UN Secretary-General Antonio Guterres announced in February his intention to invite all sides to a five-plus-one informal conference in Geneva to explore if common ground existed to negotiate a solution.

With the Covid-19 pandemic as a backdrop, the Cyprus issue was characterised by an interlocking set of relations between multiple conflicting parties that finally cleared a rocky path towards the Geneva conference from April 27 to 29, 2021.

It had taken four years since the failure at Crans-Montana to get there, that is everyone sitting in the same room. Guterres suggested at one point that the UN was open to hearing alternative visions for the future of Cyprus if the same vision was shared by the parties involved. Nicos Anastasiades and Ersin Tatar were the protagonists with the foreign ministers of Greece, Turkey and Britain.

The long road to Geneva 2021

After an intense three days in Geneva with the guarantor powers, the UN said there was not enough common ground for Cyprus negotiations to re-start but they would try again in the near future, according to UN Secretary-General Antonio Guterres.

He said that the Turkish Cypriots feel that talks on a bizonal bicommunal federation (BBF) framework have been exhausted while Greek Cypriots feel that the talks should continue from where they left off in Crans-Montana in 2017 based on a federation. He added that Turkish Cypriots believe they have inherent sovereign equality, and the solution should be based on two states.

“The truth is that, in the end of our efforts, we have not yet found enough common grounds to allow for the resumption of formal negotiations in relation to the settlement of the Cyprus problem,” Guterres said. “But I do not give up”.

Both sides coasted along on the failure with the blame game in full swing and all Guterres was left to say was that it had been agreed to continue the dialogue, “with the objective of moving in the direction of reaching common ground, so as to allow for the start of formal negotiations” but with both sides now sitting in polar opposite positions, it would be a tough nut to crack.

In September, Tatar and Anastasiades met Guterres for a lunch on the sidelines of the UN General Assembly in New York.

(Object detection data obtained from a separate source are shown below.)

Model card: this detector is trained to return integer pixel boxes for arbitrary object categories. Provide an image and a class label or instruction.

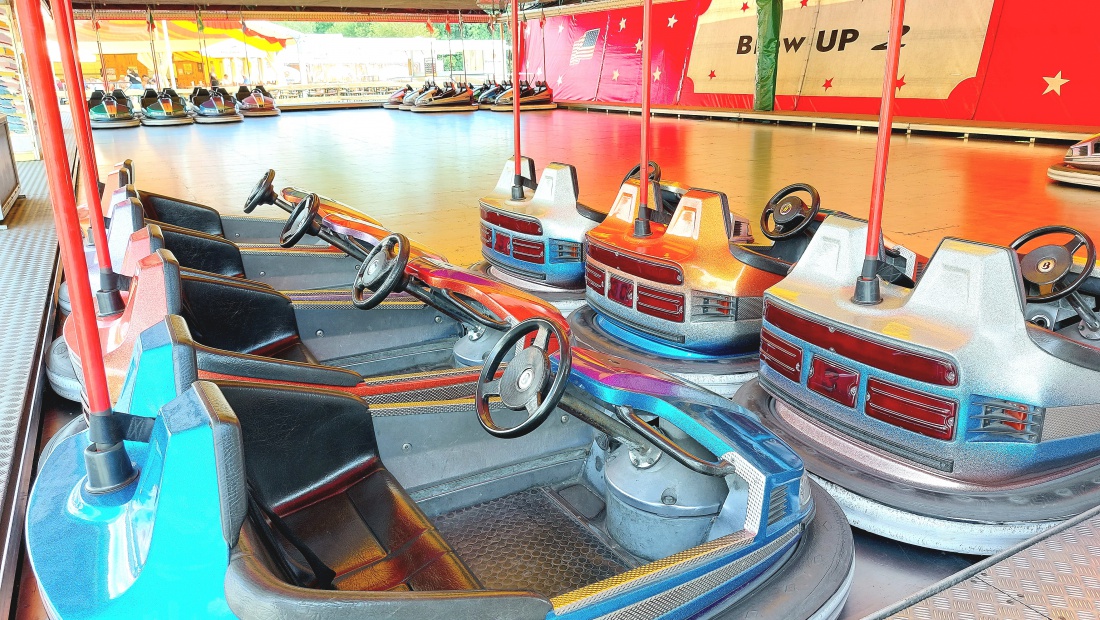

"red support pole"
[15,0,132,479]
[54,0,124,317]
[512,0,524,200]
[854,0,905,303]
[634,0,657,236]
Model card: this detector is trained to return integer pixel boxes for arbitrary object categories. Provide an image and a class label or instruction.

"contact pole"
[634,0,656,236]
[512,0,524,200]
[15,0,134,492]
[853,0,905,305]
[54,0,125,317]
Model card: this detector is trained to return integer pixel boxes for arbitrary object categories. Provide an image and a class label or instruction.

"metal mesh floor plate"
[432,488,627,597]
[890,505,1100,620]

The only new thing on offer was the menu and perhaps the possibility that Guterres would appoint a new envoy as Jane Holl Lute was moving on.

The appointment of a new envoy became the new mantra on the Greek Cypriot side because there was nothing else to look forward to. In October, Anastasiades wrote to Guterres pleading for a new envoy but the UNSG obviously did not see the point at that moment in time. Indeed, it would take him another two years to get around to it.